While few concrete details have leaked out about the move, the announcement at the very least allows Facebook to divert public attention away from daily social media scandals.

Failures and controversies

Last week, Frances Haugen, a resigned Facebook whistleblower, warned against social media platforms that use opaque algorithms to spread harmful content. According to her, these algorithms could trigger an increasing number of violent events, such as the attacks on the US Capitol that occurred last January.

The whistleblower spoke in particular in London as part of an investigation into the online security bill presented by the British government earlier this year. This bill proposes to force companies to protect their users from harmful content ranging from revenge porn to misinformation and hate speech.

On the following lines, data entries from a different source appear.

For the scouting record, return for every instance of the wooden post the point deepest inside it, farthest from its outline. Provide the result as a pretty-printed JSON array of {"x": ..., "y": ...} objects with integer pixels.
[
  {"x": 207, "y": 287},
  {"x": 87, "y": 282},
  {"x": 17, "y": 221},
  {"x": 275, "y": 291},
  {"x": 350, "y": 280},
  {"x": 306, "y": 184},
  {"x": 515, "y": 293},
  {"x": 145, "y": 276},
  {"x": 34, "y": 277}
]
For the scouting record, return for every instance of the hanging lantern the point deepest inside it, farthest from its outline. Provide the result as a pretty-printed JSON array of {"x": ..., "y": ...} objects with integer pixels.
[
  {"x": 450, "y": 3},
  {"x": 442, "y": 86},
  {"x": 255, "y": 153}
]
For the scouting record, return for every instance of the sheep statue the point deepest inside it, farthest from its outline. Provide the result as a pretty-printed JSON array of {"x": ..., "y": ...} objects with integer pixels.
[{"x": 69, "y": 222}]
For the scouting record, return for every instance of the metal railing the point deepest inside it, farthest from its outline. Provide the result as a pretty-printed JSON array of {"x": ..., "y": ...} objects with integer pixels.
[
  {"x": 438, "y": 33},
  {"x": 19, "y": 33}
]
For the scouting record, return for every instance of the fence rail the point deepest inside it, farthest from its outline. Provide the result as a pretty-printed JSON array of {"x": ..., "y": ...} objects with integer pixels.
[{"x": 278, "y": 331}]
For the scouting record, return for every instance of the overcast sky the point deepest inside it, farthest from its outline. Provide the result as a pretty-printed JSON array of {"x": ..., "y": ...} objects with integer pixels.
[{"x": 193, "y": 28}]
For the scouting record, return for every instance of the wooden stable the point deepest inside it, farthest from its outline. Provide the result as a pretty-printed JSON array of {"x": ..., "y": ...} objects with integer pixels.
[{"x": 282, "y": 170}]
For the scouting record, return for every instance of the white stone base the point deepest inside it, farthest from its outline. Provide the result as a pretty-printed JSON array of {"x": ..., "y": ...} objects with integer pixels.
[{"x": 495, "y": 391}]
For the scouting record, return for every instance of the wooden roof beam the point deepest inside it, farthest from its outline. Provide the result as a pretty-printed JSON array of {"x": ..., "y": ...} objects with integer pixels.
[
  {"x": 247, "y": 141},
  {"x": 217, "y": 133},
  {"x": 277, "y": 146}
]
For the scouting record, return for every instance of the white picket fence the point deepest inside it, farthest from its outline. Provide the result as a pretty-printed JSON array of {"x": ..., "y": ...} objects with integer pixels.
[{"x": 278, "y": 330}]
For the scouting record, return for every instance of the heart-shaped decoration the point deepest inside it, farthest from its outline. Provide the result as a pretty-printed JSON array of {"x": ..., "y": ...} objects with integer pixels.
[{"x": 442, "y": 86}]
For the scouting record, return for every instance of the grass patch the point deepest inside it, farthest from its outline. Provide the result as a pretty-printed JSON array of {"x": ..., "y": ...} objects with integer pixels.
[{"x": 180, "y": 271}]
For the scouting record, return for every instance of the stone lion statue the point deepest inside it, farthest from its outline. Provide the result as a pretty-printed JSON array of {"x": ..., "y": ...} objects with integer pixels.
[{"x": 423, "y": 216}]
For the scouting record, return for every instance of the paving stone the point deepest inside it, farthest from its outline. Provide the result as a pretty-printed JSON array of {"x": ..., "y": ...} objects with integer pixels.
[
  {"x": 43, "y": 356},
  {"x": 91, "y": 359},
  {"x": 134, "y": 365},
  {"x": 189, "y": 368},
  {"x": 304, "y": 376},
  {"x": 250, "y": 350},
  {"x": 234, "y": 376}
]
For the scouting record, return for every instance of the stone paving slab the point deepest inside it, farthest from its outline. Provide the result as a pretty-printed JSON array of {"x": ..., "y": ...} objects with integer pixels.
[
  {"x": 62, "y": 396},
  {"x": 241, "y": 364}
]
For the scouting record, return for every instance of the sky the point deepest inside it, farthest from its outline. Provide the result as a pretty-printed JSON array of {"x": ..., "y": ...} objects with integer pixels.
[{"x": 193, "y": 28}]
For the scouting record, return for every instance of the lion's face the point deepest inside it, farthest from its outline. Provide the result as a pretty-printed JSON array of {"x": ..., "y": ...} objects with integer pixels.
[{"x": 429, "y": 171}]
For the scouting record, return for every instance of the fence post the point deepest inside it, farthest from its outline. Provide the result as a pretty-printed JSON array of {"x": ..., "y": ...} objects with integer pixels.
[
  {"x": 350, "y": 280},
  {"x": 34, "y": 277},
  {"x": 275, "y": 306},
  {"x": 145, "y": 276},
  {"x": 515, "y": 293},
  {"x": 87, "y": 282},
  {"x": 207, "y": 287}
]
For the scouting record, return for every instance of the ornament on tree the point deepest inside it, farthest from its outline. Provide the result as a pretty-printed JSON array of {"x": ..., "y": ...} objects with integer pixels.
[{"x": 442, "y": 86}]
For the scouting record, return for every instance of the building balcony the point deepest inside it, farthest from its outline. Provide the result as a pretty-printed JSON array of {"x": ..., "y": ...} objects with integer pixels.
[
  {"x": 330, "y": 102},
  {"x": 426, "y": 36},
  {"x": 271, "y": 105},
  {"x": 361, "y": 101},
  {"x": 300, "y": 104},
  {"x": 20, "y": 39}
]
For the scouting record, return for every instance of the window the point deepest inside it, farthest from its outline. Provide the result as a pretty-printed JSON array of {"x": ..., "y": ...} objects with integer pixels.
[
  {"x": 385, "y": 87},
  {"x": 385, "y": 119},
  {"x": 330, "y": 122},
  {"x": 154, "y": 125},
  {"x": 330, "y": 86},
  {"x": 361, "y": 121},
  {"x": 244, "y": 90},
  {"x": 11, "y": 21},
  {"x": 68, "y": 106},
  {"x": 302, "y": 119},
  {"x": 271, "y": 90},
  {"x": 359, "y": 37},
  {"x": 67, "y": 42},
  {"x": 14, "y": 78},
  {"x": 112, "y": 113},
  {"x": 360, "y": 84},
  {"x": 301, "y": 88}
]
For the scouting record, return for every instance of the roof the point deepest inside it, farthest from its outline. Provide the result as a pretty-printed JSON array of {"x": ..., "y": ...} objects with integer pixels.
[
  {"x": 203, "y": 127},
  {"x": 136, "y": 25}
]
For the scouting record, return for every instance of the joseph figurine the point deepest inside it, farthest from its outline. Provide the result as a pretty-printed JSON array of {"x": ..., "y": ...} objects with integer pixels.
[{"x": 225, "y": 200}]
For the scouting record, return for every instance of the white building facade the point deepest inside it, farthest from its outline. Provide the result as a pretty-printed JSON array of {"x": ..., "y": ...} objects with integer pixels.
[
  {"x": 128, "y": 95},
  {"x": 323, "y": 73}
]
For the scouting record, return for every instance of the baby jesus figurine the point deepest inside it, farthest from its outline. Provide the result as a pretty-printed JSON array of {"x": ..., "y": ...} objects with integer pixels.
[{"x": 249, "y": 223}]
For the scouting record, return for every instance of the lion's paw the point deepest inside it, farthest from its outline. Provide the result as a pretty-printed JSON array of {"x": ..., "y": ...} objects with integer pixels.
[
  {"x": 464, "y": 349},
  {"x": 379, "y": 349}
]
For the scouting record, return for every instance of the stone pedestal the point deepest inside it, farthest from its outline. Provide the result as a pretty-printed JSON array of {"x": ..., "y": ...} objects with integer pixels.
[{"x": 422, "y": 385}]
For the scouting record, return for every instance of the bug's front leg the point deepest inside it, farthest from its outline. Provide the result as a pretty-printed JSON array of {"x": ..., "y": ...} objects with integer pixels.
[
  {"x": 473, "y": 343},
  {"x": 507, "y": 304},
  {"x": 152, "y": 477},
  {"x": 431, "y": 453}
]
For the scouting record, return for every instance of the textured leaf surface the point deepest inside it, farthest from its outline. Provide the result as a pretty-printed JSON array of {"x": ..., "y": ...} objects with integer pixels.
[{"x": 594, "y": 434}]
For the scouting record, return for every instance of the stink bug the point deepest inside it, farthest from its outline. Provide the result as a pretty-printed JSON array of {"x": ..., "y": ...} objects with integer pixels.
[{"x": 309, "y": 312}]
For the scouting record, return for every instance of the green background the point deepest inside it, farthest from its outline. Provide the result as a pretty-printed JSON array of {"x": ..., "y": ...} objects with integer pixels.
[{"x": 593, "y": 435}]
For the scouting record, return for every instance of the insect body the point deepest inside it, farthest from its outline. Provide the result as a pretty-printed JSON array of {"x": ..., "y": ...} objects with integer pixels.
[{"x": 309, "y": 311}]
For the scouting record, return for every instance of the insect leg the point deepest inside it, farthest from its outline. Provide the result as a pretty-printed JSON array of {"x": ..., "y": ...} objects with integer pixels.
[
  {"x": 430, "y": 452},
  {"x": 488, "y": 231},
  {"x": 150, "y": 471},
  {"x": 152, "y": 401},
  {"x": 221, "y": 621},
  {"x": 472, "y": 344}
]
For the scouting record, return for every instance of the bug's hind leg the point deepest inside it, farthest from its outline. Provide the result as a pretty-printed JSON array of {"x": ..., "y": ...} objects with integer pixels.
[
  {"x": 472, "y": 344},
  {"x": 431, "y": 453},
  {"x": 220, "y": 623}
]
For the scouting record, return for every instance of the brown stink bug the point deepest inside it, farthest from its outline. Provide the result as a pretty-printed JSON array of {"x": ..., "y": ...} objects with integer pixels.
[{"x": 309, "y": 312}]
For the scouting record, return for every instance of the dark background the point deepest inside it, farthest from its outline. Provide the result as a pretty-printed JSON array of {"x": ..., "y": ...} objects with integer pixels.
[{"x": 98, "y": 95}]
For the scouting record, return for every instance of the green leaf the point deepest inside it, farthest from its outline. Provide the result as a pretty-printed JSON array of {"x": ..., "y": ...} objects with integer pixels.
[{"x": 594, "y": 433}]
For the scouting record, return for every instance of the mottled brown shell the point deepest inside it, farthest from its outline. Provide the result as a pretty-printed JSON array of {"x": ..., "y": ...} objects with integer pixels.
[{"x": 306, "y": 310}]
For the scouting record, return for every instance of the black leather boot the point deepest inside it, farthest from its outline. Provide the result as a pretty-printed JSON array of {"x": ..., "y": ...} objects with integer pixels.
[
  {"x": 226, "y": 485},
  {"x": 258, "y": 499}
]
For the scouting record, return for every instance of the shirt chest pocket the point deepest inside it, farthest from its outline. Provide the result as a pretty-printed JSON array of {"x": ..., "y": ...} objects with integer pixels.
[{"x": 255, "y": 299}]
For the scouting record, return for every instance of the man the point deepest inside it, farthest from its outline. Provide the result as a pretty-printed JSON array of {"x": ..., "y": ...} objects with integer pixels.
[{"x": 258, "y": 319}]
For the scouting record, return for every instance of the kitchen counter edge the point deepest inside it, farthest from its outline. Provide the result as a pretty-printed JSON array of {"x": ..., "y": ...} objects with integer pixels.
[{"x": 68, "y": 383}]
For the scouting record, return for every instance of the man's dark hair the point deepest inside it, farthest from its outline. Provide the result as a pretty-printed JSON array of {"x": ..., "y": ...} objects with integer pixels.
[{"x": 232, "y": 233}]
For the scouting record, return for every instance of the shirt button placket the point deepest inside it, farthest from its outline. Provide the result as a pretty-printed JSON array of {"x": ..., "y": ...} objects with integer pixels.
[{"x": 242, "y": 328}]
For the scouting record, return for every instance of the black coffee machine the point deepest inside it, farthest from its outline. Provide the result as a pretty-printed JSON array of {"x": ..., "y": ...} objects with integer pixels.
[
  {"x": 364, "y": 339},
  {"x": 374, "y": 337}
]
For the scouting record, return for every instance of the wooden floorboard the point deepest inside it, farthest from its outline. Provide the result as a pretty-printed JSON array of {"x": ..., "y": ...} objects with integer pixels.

British parliamentarians took her testimony because it was recently revealed that she was the whistleblower behind the leak of internal Facebook documents that had the effect of a bombshell.

Now known as the “Facebook Files”, the leaks were published by the wall street journal and explore a variety of topics, including the use of different content moderation policies for high-profile users, the spread of misinformation, and Instagram’s impact on teen mental health. These disclosures became the catalyst for a US Senate investigation into Facebook’s activities.

These revelations also resulted in the establishment of a press campaign orchestrated by Facebook to improve its image.

Facebook chooses the government of Nicaragua as an expiatory victim

Facebook said on Monday that it had dismantled troll networks linked to governments in Ethiopia, Uganda, Sudan, Thailand and Azerbaijan. But the most spectacular announcement concerns the decommissioning of a “troll farm” by the Nicaraguan government. Nicaraguan President Daniel Ortega is in the running for a fourth consecutive term in elections next Sunday.

Facebook said last October that it had deleted 937 Facebook accounts, 363 Instagram accounts, 140 pages and 24 groups linked to this campaign. All accounts, pages and groups were allegedly linked to people in Nicaragua.

Facebook referred to “one of the most inter-governmental troll operations we have disrupted to date”, stating that several state entities were involved.

“This operation was aimed at domestic audiences in this country, and was linked to the government of Nicaragua and the Sandinista National Liberation Front (FSLN) party. We uncovered part of this network as part of our internal investigation into alleged coordinated inauthentic behavior in the region, and another part – following the review of public reports of some of these activities.